Last week, we encountered an octet of Italian youngsters behaving badly on the backstreets of Naples. This week, a pair of Mexican schoolboys engage in some slightly less naughty business in Esto no es Berlin (This Is Not Berlin, opening at Landmark’s Shattuck Cinemas on Friday, Aug. 30). Bad boys and cinema, it seems, remain an irresistible combination.
Happily, director Hari Sama’s film departs from the routine after its first couple of reels. Set in Mexico City a few years after the devastating 1985 quake, This Is Not Berlin is more interested in the coming of age misadventures of its character, Carlos (Xabiani Ponce de Leon) and Gera (Jose Antonio Toledano), two teenage boys hurtling pell-mell towards adulthood.
Gera’s older sister Rita (Ximena Romo Mercado) is a rebel who reads Patti Smith’s poetry in literature class; when she’s not in school she’s performing with boyfriend Tito in Manifesto, an avant-pop band frequently booked at Aztec, a super cool nightclub. An inveterate tinkerer who builds his own robots, Carlos is a dab hand at things electronic, and after fixing the band’s synthesizer begs Rita to sneak him and Gera into the club.

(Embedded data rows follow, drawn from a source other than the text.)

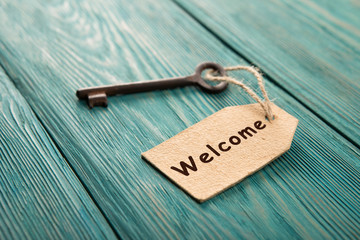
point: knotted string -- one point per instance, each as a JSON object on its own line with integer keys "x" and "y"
{"x": 264, "y": 104}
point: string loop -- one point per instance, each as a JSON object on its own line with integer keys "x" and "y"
{"x": 265, "y": 104}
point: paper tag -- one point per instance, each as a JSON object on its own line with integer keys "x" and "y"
{"x": 223, "y": 149}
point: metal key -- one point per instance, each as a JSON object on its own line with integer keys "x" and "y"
{"x": 97, "y": 96}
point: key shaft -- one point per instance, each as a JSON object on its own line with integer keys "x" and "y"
{"x": 98, "y": 95}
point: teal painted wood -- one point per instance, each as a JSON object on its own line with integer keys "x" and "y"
{"x": 54, "y": 48}
{"x": 310, "y": 48}
{"x": 40, "y": 196}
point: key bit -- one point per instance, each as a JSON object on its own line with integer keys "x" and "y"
{"x": 97, "y": 96}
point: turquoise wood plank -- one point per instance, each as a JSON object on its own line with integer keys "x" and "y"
{"x": 310, "y": 48}
{"x": 54, "y": 48}
{"x": 40, "y": 196}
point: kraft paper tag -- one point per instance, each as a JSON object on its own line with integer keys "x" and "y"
{"x": 223, "y": 149}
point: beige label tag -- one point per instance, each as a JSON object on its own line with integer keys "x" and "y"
{"x": 223, "y": 149}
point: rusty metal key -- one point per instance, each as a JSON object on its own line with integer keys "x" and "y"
{"x": 97, "y": 96}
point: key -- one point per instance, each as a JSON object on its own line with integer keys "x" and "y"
{"x": 97, "y": 96}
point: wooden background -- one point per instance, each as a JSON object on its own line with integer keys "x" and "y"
{"x": 74, "y": 173}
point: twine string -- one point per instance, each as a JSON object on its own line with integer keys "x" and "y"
{"x": 265, "y": 104}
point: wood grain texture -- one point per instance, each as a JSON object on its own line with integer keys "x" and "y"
{"x": 311, "y": 48}
{"x": 40, "y": 196}
{"x": 50, "y": 49}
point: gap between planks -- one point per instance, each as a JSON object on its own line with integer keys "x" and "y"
{"x": 2, "y": 67}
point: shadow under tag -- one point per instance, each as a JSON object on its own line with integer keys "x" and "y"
{"x": 223, "y": 149}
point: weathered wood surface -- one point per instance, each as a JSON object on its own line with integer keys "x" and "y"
{"x": 50, "y": 49}
{"x": 310, "y": 48}
{"x": 40, "y": 196}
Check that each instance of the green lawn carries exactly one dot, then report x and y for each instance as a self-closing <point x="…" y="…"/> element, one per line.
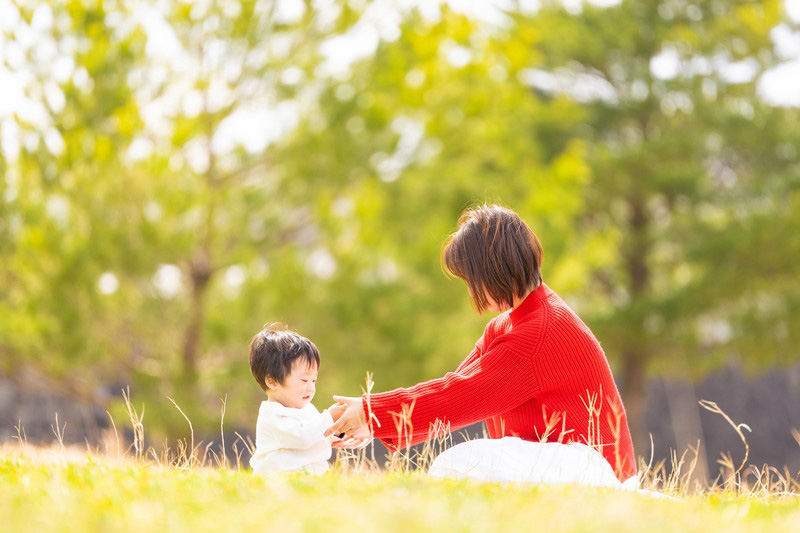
<point x="72" y="492"/>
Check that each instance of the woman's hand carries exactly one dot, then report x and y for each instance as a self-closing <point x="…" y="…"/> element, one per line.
<point x="352" y="422"/>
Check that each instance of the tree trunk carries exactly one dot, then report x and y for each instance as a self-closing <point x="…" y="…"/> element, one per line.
<point x="634" y="397"/>
<point x="200" y="274"/>
<point x="635" y="354"/>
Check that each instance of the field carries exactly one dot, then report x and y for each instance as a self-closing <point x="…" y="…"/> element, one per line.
<point x="64" y="489"/>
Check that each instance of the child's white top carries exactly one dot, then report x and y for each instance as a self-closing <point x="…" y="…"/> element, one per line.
<point x="290" y="439"/>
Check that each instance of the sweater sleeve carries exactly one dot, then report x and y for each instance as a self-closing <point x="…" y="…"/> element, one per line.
<point x="300" y="433"/>
<point x="497" y="381"/>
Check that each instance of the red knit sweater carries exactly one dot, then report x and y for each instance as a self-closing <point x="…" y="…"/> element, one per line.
<point x="537" y="373"/>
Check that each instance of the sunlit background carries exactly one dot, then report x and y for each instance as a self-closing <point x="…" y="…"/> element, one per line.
<point x="176" y="174"/>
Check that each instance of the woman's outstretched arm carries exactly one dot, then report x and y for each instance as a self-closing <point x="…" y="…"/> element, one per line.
<point x="499" y="380"/>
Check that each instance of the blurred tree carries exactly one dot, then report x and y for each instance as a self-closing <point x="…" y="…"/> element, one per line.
<point x="690" y="167"/>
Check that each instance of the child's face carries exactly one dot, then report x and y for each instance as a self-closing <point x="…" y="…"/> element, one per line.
<point x="297" y="389"/>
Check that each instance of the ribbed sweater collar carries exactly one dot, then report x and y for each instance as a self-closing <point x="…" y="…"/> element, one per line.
<point x="529" y="304"/>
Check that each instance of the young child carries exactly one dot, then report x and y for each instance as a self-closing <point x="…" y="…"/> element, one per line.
<point x="290" y="430"/>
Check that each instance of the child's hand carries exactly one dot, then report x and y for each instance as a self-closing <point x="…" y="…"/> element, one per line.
<point x="336" y="410"/>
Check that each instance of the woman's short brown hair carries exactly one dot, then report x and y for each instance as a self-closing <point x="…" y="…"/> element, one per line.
<point x="495" y="253"/>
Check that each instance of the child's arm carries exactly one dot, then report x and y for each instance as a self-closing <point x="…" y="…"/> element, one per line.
<point x="301" y="433"/>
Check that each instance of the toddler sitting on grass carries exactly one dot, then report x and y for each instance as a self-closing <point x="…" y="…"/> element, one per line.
<point x="290" y="430"/>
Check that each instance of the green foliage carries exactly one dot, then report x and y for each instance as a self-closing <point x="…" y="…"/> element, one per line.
<point x="145" y="239"/>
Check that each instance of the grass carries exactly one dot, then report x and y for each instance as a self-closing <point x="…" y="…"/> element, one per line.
<point x="65" y="490"/>
<point x="193" y="488"/>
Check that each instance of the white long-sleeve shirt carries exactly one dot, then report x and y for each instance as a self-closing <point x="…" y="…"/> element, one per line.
<point x="290" y="439"/>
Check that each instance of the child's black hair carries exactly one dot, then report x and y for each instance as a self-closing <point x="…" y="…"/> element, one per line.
<point x="273" y="352"/>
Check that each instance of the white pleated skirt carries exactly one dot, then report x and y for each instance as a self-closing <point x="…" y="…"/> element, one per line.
<point x="511" y="459"/>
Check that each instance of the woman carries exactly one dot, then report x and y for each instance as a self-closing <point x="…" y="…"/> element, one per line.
<point x="537" y="377"/>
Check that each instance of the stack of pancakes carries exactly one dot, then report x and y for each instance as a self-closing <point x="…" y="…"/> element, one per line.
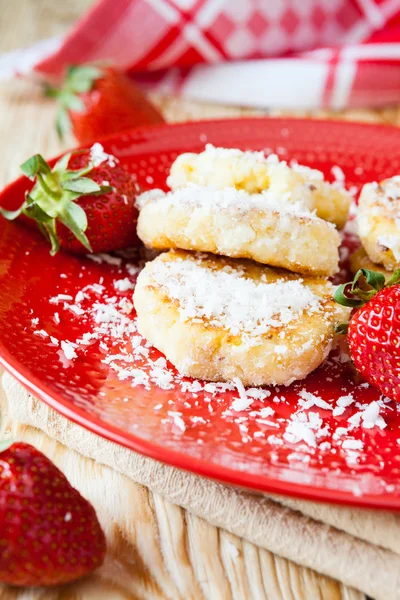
<point x="242" y="291"/>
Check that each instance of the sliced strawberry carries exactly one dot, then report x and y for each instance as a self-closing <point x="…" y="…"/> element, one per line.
<point x="49" y="534"/>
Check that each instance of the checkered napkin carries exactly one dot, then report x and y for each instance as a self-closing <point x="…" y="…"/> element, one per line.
<point x="285" y="53"/>
<point x="267" y="53"/>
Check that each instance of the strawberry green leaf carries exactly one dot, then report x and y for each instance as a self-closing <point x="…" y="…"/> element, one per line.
<point x="35" y="212"/>
<point x="10" y="215"/>
<point x="50" y="229"/>
<point x="74" y="218"/>
<point x="75" y="174"/>
<point x="34" y="165"/>
<point x="82" y="185"/>
<point x="343" y="296"/>
<point x="71" y="101"/>
<point x="372" y="278"/>
<point x="62" y="164"/>
<point x="80" y="79"/>
<point x="394" y="279"/>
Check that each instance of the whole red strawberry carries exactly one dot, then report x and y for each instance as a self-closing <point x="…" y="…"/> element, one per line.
<point x="86" y="202"/>
<point x="96" y="101"/>
<point x="374" y="328"/>
<point x="49" y="534"/>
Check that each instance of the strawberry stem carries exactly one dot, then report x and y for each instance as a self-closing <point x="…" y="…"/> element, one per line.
<point x="79" y="79"/>
<point x="365" y="285"/>
<point x="53" y="198"/>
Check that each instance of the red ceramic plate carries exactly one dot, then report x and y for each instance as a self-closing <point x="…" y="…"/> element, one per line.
<point x="68" y="334"/>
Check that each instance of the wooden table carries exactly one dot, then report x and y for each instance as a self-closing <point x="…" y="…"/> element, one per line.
<point x="156" y="550"/>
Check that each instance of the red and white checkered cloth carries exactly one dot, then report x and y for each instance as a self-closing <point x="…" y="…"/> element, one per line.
<point x="285" y="53"/>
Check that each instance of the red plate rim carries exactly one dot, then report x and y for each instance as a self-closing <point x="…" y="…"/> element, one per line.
<point x="164" y="455"/>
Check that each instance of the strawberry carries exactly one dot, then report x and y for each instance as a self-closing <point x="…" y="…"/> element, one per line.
<point x="96" y="101"/>
<point x="49" y="534"/>
<point x="374" y="328"/>
<point x="86" y="202"/>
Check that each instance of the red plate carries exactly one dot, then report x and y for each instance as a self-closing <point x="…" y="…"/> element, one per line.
<point x="278" y="444"/>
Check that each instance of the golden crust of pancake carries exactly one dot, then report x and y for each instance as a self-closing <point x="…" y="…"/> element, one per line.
<point x="217" y="319"/>
<point x="360" y="260"/>
<point x="378" y="220"/>
<point x="233" y="223"/>
<point x="254" y="173"/>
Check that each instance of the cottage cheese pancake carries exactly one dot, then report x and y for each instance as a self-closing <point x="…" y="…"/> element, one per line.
<point x="378" y="222"/>
<point x="234" y="223"/>
<point x="218" y="319"/>
<point x="254" y="173"/>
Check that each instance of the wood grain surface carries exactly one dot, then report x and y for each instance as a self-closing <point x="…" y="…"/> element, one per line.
<point x="156" y="550"/>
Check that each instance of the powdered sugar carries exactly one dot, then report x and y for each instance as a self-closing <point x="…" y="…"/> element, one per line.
<point x="229" y="299"/>
<point x="211" y="199"/>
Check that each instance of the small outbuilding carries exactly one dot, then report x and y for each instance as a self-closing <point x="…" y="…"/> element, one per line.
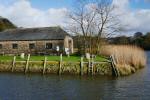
<point x="45" y="40"/>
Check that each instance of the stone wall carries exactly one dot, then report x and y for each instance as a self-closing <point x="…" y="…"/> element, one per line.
<point x="23" y="47"/>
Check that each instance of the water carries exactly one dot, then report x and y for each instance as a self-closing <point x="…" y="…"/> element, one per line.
<point x="53" y="87"/>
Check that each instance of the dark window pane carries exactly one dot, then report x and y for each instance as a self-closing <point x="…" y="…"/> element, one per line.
<point x="31" y="46"/>
<point x="1" y="46"/>
<point x="15" y="46"/>
<point x="49" y="45"/>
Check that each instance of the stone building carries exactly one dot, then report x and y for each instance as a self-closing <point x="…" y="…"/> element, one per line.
<point x="35" y="41"/>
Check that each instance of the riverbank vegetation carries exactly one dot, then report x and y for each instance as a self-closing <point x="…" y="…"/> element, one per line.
<point x="139" y="39"/>
<point x="128" y="58"/>
<point x="50" y="58"/>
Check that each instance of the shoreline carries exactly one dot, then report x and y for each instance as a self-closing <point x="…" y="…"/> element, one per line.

Reluctantly, she agrees. The Aztec is where Mexico City’s outcasts — its punks, artists, and gay and lesbian residents — come together, and it’s a real eye-opener for the boys. Carlos stops listening to Alvin Lee and Judas Priest, quickly graduating to performance art events where collectives such as Assembly On Fire destroy cars in Survival Research Laboratories fashion.
Now sporting a wacky hair-do and make-up, Carlos befriends scene veteran Nico (Mauro Sanchez Navarro), a club hanger-on who wanders the dance floor every night sucking on cigarettes and nursing cheap drinks. Meanwhile, Gera meets slimy drug dealer Ajo (David Montalvo) and experiences an unexpected sexual awakening. In the immortal words of Lulu, how do you thank someone who’s taken you from crayons to perfume? You’ll have to buy a ticket to find out.
Though This Is Not Berlin treads some fairly well worn narrative territory, it does do a fine job recreating the music and art of the eighties. Manifesto’s music reflects the influences of the day, blending Smith-style verse with the pop nous of The Cure and the improvisational psychedelia of The Legendary Pink Dots, while two mud-daubed performers will remind avant-garde art enthusiasts of the unforgettable Kipper Kids. If you wasted your young adulthood at San Francisco’s I-Beam, you’ll definitely enjoy this film.
Screening at Pacific Film Archive at 3:30 p.m. on Saturday, Aug. 30 as part of the series ‘Movie Matinees for all Ages‘, Badkonake sefid (White Balloon) is a wonderful slice of neorealism from Iranian director Jafar Panahi. Panahi is especially skilled at making films about children and young women, and this is perhaps his best work.
Tiny Aida Mohammadkhani plays a 7-year-old entrusted by her mother to purchase a fish for New Year’s, but — as 7 year olds are wont to do — she loses the money she’s been entrusted with. Told from a child’s eye view, Panahi’s film (co-written by Abbas Kiorastami) details her quixotic quest to recover it, with a parade of kind, not-so-kind, and sometimes clueless adults helping or impeding her progress. White Balloon is thoroughly delightful, and suitable for all ages.